The prospect of a tussle between two of the resource sector’s master strategists is tantalising and made even more intriguing by the fact that Glencore already owns 34.5 per cent of Xstrata, whose creation it sponsored and with which it has deep business relationships. That will complicate any Xstrata response and virtually rules out any prospect of a counter-bid.
It isn’t inevitable that Davis will attempt to fight off Glencore’s overtures. Both Davis and Glasenberg are on the record as supporting the concept of a merger which would create a sprawling resource and commodities trading group with a market capitalisation of about $80 billion. Where they have differed in the past is that Davis has made it clear that if there is to be a combination, he wants a big takeover premium for his shareholders.
Instead Glasenberg – who floated the previously secretive Glencore last year to make it more transparent to the market and Xstrata’s shareholders, and to gain a market valuation of his group as a preliminary step towards a merger – has proposed an all-share merger of equals.

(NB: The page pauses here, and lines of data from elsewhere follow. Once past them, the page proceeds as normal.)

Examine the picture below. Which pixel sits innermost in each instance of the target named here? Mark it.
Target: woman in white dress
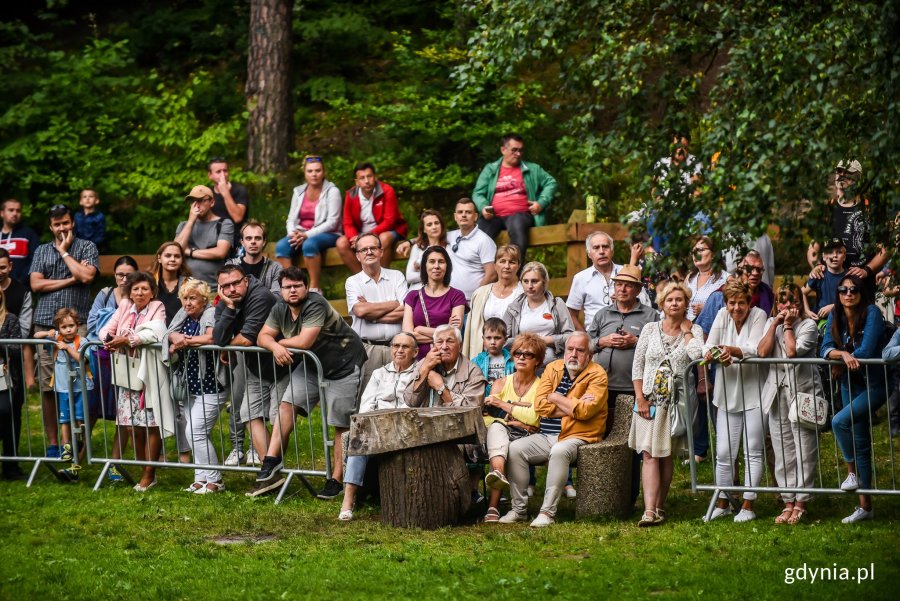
(706, 277)
(677, 340)
(432, 232)
(492, 300)
(735, 335)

If reports in London that he has offered to be deputy to Davis in the merged entity are correct, Glasenberg has tried to defuse one of the most obvious obstacles to a deal – the 'social issues’ that would arise if Davis, who has built one of the world’s biggest resource companies almost from scratch, were to be relegated to the second tier of management.
The logic of the combination is clear. Glencore is an unusual group, combining commodity trading with ownership of resources, logistics and port facilities in a fashion that gives it an exposure to the entire resource-sector value chain – and near-unique market intelligence.

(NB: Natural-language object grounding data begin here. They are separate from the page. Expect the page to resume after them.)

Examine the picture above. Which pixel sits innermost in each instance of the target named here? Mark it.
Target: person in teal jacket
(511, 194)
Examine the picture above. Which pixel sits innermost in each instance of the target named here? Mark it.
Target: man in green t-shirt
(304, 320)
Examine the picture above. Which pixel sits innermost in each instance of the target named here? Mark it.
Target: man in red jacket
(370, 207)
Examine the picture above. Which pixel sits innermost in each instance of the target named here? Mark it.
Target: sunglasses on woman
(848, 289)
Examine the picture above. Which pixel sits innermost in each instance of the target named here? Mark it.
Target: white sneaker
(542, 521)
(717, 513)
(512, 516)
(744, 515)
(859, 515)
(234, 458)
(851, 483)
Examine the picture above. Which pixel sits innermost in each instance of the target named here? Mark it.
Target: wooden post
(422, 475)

A merger with Xstrata would not only bring with it ownership of a far larger and more diversified suite of resource assets but shift the balance of the group towards resource ownership, a rational transformation if, like Glasenberg and Davis, one is bullish about the long-term outlook for commodity volumes and prices.
It would also almost complete the consolidation at the big end of the resource sector and confer additional market power to the producers, which might be an issue for competition regulators, particularly in customer nations.
A combined group would give the group nearly a third of the seaborne trade in thermal coal and add big physical positions in copper, zinc and nickel to Glencore’s commodity trading business.
There is already speculation that a combined Glencore/Xstrata would subsequently move on Anglo American, which has a market capitalisation of around $55 billion, to create a mining house in broadly the same league as the industry heavyweights, BHP Billiton and Rio Tinto.
Xstrata had an unsuccessful tilt at Anglo in 2009 when Anglo’s shareholders were discontented and its chief executive, Cynthia Carroll, was under real pressure. Anglo and Carroll are in a much better and less vulnerable condition today. In any event, the merger has to occur, or not, before attention turns to what the next step, if any, might be.